Casa.
Tornare a casa, dopo tanto tempo, era quello di cui avevo bisogno.
Non che non mi trovassi bene al campus, anzi, ma tornare a casa ti fa sentire bene.
Chè puoi scappare via e andare dove vuoi, ma poi ad un certo punto torni a casa, anche senza un vero motivo, solo perché casa è casa.
Non c'è un posto migliore di quello.
Per i ricordi, per l'infanzia, per la vita passata lì in quelle quattro mura, per i tuoi genitori, per la tua famiglia.
In quel momento ero a casa. Finalmente.
Misi lo zaino sulle spalle e appena le porte del pullman si aprirono, io scesi.
L'inverno a Boston era davvero freddo, molto di più di quello di New York.
Fortunatamente non pioveva, ma sembrava che di lì a poco avrebbe iniziato a nevicare.
Iniziai a camminare verso casa con passo spedito dato che non avevo un ombrello con me e poi camminando mi sarei riscaldata.

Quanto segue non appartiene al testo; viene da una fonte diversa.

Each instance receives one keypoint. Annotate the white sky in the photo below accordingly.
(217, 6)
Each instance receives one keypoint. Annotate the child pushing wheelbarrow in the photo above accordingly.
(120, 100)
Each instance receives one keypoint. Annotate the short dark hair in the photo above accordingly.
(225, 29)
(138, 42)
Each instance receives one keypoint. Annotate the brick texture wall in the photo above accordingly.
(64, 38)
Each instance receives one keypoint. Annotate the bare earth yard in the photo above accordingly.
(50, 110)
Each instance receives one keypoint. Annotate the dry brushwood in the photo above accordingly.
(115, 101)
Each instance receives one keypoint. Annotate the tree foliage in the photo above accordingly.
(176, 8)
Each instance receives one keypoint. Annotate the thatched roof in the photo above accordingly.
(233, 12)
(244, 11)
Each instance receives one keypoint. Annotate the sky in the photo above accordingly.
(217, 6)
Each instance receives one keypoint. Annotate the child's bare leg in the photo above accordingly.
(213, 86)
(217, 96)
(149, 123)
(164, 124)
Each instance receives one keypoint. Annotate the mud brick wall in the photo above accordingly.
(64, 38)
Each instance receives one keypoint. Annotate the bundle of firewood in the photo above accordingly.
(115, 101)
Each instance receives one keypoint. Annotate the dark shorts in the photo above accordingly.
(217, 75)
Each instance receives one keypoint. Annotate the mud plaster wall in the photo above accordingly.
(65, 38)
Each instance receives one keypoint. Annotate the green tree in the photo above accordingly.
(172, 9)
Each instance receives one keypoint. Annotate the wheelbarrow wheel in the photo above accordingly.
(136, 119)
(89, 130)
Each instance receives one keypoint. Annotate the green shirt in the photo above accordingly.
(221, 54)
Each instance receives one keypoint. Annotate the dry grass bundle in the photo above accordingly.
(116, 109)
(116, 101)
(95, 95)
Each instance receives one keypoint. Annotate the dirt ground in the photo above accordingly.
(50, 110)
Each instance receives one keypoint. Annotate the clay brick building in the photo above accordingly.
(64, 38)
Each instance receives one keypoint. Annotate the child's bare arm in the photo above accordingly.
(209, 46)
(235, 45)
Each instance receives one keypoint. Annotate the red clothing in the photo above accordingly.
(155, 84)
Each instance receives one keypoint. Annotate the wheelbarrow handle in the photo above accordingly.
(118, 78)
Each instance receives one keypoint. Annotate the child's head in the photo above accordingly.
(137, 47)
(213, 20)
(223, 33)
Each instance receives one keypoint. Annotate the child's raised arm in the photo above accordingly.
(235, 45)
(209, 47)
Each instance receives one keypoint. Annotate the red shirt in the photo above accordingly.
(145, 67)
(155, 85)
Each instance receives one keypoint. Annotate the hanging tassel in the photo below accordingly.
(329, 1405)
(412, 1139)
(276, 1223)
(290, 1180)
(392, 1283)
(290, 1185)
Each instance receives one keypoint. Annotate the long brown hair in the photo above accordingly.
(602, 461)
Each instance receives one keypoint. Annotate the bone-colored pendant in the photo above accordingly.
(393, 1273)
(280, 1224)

Camminavo per la città incantata nel vedere la bellezza che non avevo visto fin da subito.
Boston non mi aveva colpita, non all'inizio almeno.
Quando i miei genitori dissero a me e a mio fratello che saremmo andati a vivere in America non la prendemmo bene, per niente.
Eravamo piccoli e avevamo tutta la nostra vita a Torino: gli amici, la scuola, la famiglia. Spostarci e iniziare da zero fu difficile, soprattutto all'inizio.
Avevamo entrambi problemi con la lingua e non avendo nessuno lì, potevamo contare soltanto su noi stessi.
Per fortuna la prima scuola che frequentammo metteva a disposizione degli studenti alcuni professori che potevano aiutarci con l'inglese e magari spiegarci qualcosa che non avevamo capito.
Pian piano ci ambientammo e devo ammettere che ad oggi preferisco Boston a Torino, anche se questo non posso dirlo ai miei perchè a loro ho sempre detto di preferire l'Italia, un po' per l'orgoglio e un po' perchè infondo l'Italia era casa mia.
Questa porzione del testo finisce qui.